Inclusive Design of AI's Explanations: Just for Those Previously Left Out?

Md Montaser Hamid, Fatima A. Moussaoui, Jimena Noa Guevara, Andrew Anderson, Puja Agarwal, Jonathan Dodge, Margaret Burnett · 2026 · ACM Transactions on Interactive Intelligent Systems · doi:10.1145/3772074

Summary

This paper investigates whether inclusive design applied to AI explanations can produce curb-cut effects: improvements designed to help underserved users that also benefit everyone. The study centres on Explainable AI (XAI), a field concerned with helping users understand how AI systems reason. The authors examine a real AI product team (Team Game) who used GenderMag, a systematic inclusive design inspection method based on five facets of problem-solving style (Motivations, Information Processing Style, Computer Self-Efficacy, Attitudes Toward Risk, and Learning Style), to find and fix inclusivity bugs in their XAI prototype. The prototype explained two AI agents playing a grid-based version of Tic-Tac-Toe using three explanation types: ranked move scores, scores through time, and scores on the board. Before the study, Team Game applied GenderMag walkthroughs to find places where their explanations failed users with Abi-like problem-solving styles, those more commonly associated with women and often the most underserved in software design.

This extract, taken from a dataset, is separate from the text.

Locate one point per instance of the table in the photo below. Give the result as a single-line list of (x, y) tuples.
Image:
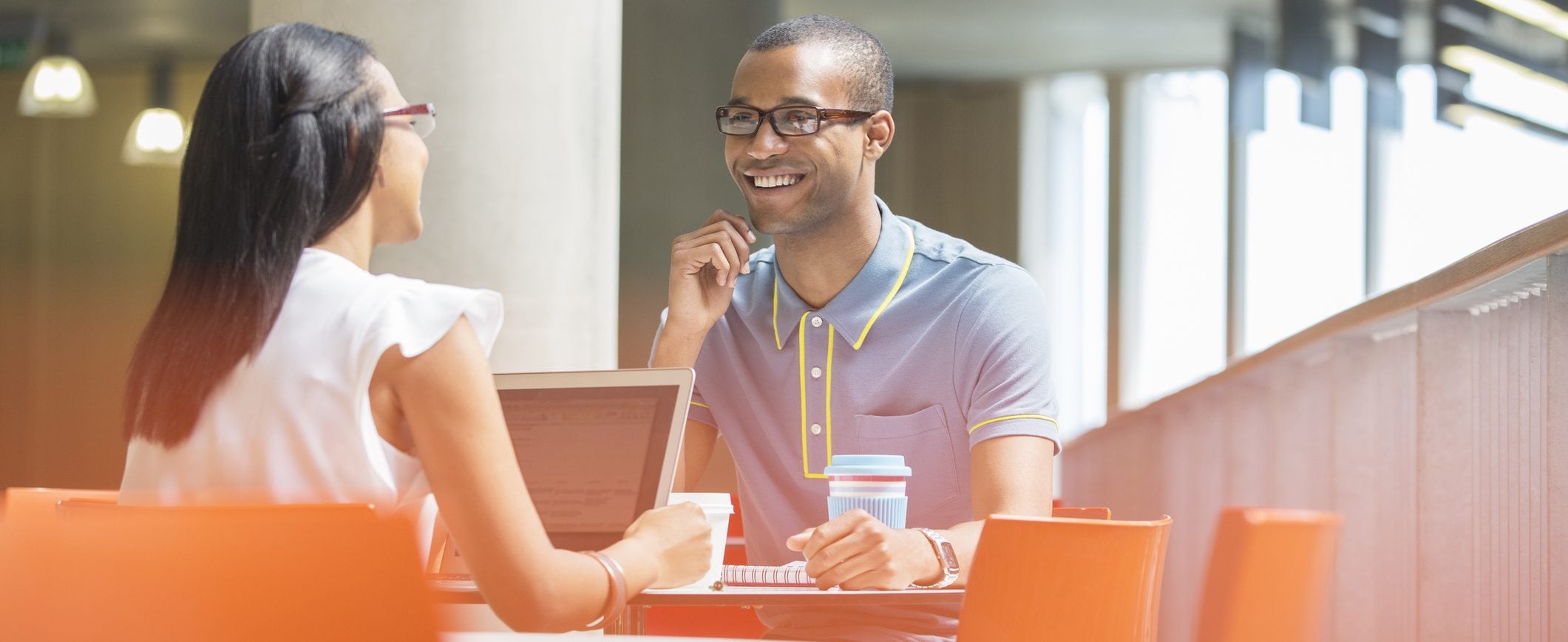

They made 13 fixes, the most impactful being Fix-2 (adding exact win, loss, and draw percentages via tooltips) and Fix-7 (adding a permanent Top 5 Moves display). A between-subjects study was then run with 69 participants who had no formal AI background: 34 used the original prototype and 35 used the post-GenderMag version. Participants were evaluated on their conceptual understanding of the AI agents (mental model concepts scores, based on which correct and incorrect concepts they expressed about the AI) and their ability to predict the AI's next move (prediction error). The GenderMag facets and participants' gender were used to analyse whether effects were especially strong for underserved groups.

Key findings

Four main results emerged. First, the post-GenderMag prototype improved overall conceptual mental model scores significantly: post-GenderMag participants scored higher than original participants (mean 129 vs 109, p=0.049, d=0.40), constituting a broad benefit for everyone. Second, the improvement was especially strong for Abi-like participants (the underserved population targeted by the fixes), who gained significantly more than their original-version counterparts (mean 141 vs 113, p=0.030), confirming a curb-cut effect. The gender gap in mental model scores narrowed by 45%, with women in the post-GenderMag group significantly outperforming women in the original group (mean 128 vs 99, p=0.015). Third, however, the fixes did not improve prediction accuracy and may have harmed it: original participants had marginally better prediction error scores than post-GenderMag participants (p=0.089). This was driven by Fix-7's always-on Top 5 Moves display, which encouraged participants to base predictions on the previous move's top choices, a heuristic that misled them when the game situation had changed significantly. This constitutes a curb-fence effect: an inclusivity fix that over-benefits users by promoting overreliance. Fourth, explanation usage predicted mental model concepts scores (linear regression, p<0.001), and post-GenderMag participants engaged more with explanations.

Relevance

This study has direct implications for accessibility professionals working on AI-powered tools and interfaces. It provides empirical evidence that inclusive design methods like GenderMag can simultaneously improve AI explanations for underserved users and for everyone, producing curb-cut effects analogous to physical curb cuts benefiting wheelchair users and the general public alike. The 45% reduction in the gender gap in AI understanding is a particularly concrete outcome for organisations committed to equitable AI. The curb-fence finding is equally important: design features intended to make AI more accessible can inadvertently encourage overreliance, degrading users' independent judgment. For accessibility practitioners deploying AI explanation systems in contexts such as assistive technology, healthcare tools, or workplace accommodation systems, this tension between declarative comprehension and procedural prediction ability is a practical design challenge. The paper also raises methodological caution: prediction accuracy, widely used to measure XAI effectiveness, may not be appropriate when the explanation goal is conceptual understanding rather than action mimicry.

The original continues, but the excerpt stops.